Can you read an eclipse map? Learn how with eclipse cartographer Michael Zeiler
To chase eclipses, you first have to master eclipse maps. So who better to ask than eclipse cartographer Michael Zeiler (www.greatamericaneclipse.com & www.eclipse-maps.com), who offers this excellent map of Sunday’s event.
It makes it easy to see exactly what an observer in any one location will see, with the % obscuration given for any one location in daylight.
However, there are some zones where it’s difficult to tell what exactly would be visible.
Here at the edges of the eclipse path, things can get complicated.

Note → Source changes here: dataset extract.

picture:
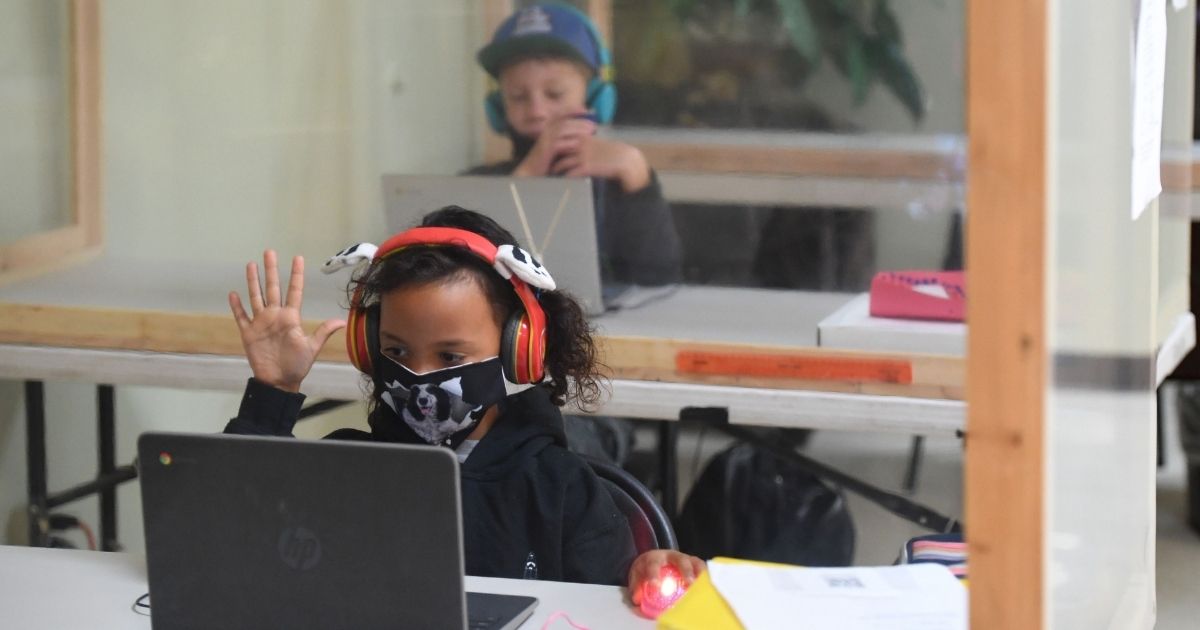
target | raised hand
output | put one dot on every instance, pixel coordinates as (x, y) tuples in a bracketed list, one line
[(274, 340)]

So WhenIsTheNextEclipse.com asked Michael to explain what an observer would see from a few problematic zones.
Zone 1: “Here, the sun barely rises above the horizon and days are very short,” says Michael. “The eclipse is in progress at sunrise, and sunset arrives before the end of the eclipse. So the entire (short) day is in partial eclipse.”

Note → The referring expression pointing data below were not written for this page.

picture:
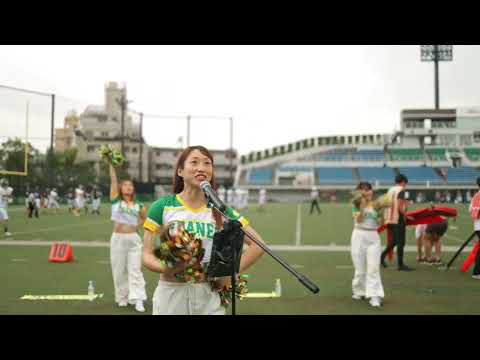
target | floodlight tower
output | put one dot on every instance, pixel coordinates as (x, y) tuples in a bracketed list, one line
[(436, 53)]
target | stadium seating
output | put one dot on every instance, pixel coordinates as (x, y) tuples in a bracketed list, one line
[(473, 154), (295, 168), (261, 176), (436, 154), (368, 155), (384, 175), (335, 175), (420, 175), (406, 155), (334, 155), (463, 175)]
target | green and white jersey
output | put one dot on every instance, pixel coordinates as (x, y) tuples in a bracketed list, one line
[(172, 208), (124, 214), (370, 217)]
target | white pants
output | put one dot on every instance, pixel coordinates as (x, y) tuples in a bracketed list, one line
[(366, 251), (186, 299), (96, 204), (3, 214), (126, 261), (79, 203), (53, 204)]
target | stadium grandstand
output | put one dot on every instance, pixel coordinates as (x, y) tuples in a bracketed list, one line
[(435, 149)]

Zone 2: “At this point of intersection, you will see the eclipsed sun for an instant at sunrise, then it will be over.”
Zone 3: “The partial eclipse will be nearly over at sunrise and visible for a few minutes.”
Zone 4: “Near sunset, the partial eclipse begins but will be visible for only a few minutes before sunset.”
Zone 5 & 6: “Normal daytime is seen here, but the partial eclipse will not be visible. The penumbra misses the sun at this point.”